QBI researchers discovered that non-invasive ultrasound technology breaks apart the neurotoxic amyloid plaques that result in memory loss and cognitive decline in Alzheimer’s disease.

Speaking at the announcement in March, Queensland Premier Annastacia Palaszczuk welcomed the findings and said they could have a wide impact for the community.

“These exciting findings will hopefully be of benefit to all Australians in the future,” Premier Palaszczuk said.

Director of the Clem Jones Centre for Ageing Dementia Research at QBI, Professor Jürgen Götz, said the new treatment method could revolutionise Alzheimer’s treatment by restoring memory.

“We’re extremely excited by this innovation of treating Alzheimer’s without using drug therapeutics,” Professor Götz said.

“The ultrasound waves oscillate tremendously quickly, activating microglial cells that digest and remove the amyloid plaques that destroy brain synapses.

“The word ‘breakthrough’ is often misused, but in this case I think this really does fundamentally change our understanding of how to treat this disease, and I foresee a great future for this approach.”

Alzheimer’s affects more than two thirds of dementia patients, and approximately a quarter of a million Australians.

The total number of dementia cases in Australia is expected to rise to 900,000 by 2050.

“With an ageing population placing an increasing burden on the health system, an important factor is cost, and other potential drug treatments using antibodies will be expensive,” Professor Götz said.

“In contrast, this method uses relatively inexpensive ultrasound and microbubble technology which is non-invasive and appears highly effective.

The approach is able to temporarily open the blood-brain barrier, activating mechanisms that clear toxic protein clumps and restoring memory functions.

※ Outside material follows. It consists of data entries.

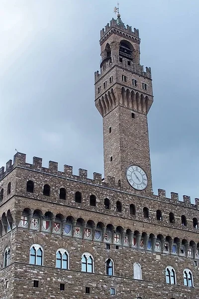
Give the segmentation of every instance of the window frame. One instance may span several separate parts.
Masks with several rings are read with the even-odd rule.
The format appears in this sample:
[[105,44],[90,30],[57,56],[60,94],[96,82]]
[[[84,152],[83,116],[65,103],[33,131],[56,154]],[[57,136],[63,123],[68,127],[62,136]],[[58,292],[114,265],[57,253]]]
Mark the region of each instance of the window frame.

“With our approach the blood-brain barrier’s opening is only temporary for a few hours, so it quickly restores its protective role,” Professor Götz said.

Research has been conducted using mice with an Alzheimer’s model, with the next step being to scale the research in higher animal models ahead of human clinical trials, which are at least two years away.

“This treatment restored memory function to the same level of normal healthy mice,” Professor Götz said.

“We’re also working on seeing whether this method clears toxic protein aggregates in neurodegenerative diseases other than Alzheimer’s and whether this also restores executive functions, including decision-making and motor control.”

Findings of the research are published in the journal Science Translational Medicine.